仕事を始める前に、まずは全体像を頭の中で描く習慣をつけましょう。
優先順位がつけられていない
残業の多い人にありがちなのは、とにかく目の前にある仕事から順に取りかかってしまうことです。
これでは、本当に急ぎの仕事を後回しにしてしまうことがあります。その結果、定時直前になって今日中にやるべき仕事がわかり、焦って残業する羽目になることもあるでしょう。
仕事を依頼されたときや朝の段階で「何を優先すべきか」を確認するクセをつけるだけでも、時間の使い方は大きく変わります。

優先順位を決めるだけで、仕事に取り組む順序が整理され、効率も上がります。
急ぎ対応に振り回されている
急に依頼される仕事に対応するたびに、自分のスケジュールが崩れてしまう経験がある方も多いでしょう。
もちろん急ぎの対応が必要な場面もありますが、すべてを引き受けてしまうと自分のペースを保てません。
「いま取り組んでいる作業はいつまでに終わらせる予定か」を上司や先輩に共有しておくと、無理な依頼を減らすことができます。
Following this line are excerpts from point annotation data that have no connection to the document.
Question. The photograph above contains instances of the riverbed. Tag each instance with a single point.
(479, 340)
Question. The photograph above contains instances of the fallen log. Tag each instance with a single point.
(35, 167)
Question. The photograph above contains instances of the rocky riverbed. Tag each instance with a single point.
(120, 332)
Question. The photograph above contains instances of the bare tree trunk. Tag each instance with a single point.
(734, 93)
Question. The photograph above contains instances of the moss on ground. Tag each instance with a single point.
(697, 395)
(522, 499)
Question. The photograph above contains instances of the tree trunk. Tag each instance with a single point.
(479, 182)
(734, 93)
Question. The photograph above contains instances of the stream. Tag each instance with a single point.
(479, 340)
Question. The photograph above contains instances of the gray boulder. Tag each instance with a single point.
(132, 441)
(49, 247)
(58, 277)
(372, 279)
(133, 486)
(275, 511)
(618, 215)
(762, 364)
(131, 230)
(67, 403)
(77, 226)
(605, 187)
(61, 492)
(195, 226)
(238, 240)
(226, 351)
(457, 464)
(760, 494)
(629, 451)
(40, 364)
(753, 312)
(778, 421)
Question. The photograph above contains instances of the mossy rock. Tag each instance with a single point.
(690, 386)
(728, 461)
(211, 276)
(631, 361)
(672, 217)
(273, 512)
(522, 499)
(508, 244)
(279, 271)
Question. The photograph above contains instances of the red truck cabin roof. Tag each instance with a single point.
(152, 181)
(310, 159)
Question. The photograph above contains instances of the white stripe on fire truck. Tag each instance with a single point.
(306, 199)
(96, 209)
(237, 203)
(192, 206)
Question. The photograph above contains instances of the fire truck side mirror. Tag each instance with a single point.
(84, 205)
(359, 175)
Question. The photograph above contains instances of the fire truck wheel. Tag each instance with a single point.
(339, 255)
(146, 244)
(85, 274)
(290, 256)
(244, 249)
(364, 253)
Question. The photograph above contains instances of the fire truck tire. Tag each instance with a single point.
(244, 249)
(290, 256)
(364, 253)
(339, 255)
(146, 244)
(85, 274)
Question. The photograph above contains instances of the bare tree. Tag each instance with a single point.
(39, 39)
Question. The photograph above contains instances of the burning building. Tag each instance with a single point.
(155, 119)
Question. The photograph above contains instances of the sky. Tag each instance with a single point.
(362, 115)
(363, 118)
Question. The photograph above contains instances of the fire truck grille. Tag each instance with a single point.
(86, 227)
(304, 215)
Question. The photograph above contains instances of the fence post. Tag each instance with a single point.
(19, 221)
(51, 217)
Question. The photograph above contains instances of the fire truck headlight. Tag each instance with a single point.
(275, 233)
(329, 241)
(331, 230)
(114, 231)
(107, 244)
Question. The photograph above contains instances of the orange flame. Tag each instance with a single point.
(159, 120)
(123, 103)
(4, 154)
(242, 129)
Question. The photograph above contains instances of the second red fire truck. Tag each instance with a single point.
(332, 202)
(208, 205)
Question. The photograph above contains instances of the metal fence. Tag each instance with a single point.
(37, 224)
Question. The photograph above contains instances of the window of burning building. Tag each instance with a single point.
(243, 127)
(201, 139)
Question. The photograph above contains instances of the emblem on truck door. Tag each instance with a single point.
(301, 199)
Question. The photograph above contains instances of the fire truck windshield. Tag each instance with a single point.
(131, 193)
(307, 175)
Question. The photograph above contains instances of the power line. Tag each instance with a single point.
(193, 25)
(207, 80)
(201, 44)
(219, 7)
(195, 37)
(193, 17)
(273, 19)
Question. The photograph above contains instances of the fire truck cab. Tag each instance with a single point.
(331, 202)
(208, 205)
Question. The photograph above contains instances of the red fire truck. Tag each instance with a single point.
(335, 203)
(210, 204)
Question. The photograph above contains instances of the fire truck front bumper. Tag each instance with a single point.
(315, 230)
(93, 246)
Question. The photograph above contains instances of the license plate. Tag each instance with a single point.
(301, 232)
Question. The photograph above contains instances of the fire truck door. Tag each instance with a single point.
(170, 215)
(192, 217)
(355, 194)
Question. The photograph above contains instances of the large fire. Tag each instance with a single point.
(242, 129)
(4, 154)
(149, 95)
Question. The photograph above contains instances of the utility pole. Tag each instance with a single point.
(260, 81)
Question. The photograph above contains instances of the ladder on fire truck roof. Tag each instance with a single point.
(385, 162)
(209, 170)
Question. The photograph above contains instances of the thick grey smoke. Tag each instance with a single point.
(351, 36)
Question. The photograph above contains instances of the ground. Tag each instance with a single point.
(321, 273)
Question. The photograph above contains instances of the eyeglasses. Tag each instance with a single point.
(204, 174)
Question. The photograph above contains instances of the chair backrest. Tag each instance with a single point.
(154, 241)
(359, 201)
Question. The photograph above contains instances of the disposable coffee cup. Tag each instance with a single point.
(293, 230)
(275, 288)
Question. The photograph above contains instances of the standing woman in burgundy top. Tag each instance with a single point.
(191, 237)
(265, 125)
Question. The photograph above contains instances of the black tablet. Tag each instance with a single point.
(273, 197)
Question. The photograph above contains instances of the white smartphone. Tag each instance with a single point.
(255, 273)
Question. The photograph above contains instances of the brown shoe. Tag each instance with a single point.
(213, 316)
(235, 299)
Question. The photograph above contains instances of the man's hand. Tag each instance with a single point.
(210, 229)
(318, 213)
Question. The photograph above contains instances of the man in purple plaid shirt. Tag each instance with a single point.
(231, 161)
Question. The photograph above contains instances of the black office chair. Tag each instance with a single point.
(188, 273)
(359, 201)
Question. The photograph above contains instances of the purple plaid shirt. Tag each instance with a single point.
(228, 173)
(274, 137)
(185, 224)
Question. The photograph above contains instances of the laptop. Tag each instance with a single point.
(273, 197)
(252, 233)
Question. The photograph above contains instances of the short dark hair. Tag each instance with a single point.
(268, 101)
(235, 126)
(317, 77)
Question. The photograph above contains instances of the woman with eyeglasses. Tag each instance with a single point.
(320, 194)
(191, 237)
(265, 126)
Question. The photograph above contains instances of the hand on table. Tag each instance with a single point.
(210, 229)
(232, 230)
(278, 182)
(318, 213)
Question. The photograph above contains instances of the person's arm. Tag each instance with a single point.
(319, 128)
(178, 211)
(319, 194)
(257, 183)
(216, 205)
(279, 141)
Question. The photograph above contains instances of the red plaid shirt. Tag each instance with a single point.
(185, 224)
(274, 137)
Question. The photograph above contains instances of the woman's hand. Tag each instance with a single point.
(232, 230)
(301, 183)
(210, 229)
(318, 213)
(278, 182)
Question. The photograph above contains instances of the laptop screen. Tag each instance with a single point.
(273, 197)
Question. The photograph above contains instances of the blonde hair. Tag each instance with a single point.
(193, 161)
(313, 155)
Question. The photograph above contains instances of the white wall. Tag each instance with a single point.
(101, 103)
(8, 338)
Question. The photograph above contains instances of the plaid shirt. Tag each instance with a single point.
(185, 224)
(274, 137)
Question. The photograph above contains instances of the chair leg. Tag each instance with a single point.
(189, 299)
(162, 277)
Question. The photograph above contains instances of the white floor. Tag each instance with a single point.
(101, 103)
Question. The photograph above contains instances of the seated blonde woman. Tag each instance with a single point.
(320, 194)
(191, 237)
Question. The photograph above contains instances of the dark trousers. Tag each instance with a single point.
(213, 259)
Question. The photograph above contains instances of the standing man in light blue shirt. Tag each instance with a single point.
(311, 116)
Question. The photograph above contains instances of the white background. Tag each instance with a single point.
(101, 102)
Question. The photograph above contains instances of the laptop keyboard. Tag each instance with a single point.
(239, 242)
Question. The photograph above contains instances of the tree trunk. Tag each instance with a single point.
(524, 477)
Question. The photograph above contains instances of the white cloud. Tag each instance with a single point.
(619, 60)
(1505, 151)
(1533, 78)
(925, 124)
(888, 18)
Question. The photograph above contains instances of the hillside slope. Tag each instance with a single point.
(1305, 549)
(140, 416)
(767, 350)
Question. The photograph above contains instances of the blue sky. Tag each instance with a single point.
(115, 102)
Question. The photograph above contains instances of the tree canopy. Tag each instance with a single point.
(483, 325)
優先順位と合わせて、自分の予定を「見える化」する工夫をしましょう。
新人でも実践できる!仕事が早くなる段取り術
残業を減らすためには段取りが欠かせません。段取りとは、仕事の進め方を事前に整理することです。新人の頃は難しく感じるかもしれませんが、小さな工夫を積み重ねるだけで確実に成果が出ます。ここではすぐに実践できる段取り術をご紹介します。
仕事を始める前に「ゴール」と「手順」を紙に書く
仕事を効率よく進めるためには、ゴール(目的)と手順(プロセス)を明確にすることが大切です。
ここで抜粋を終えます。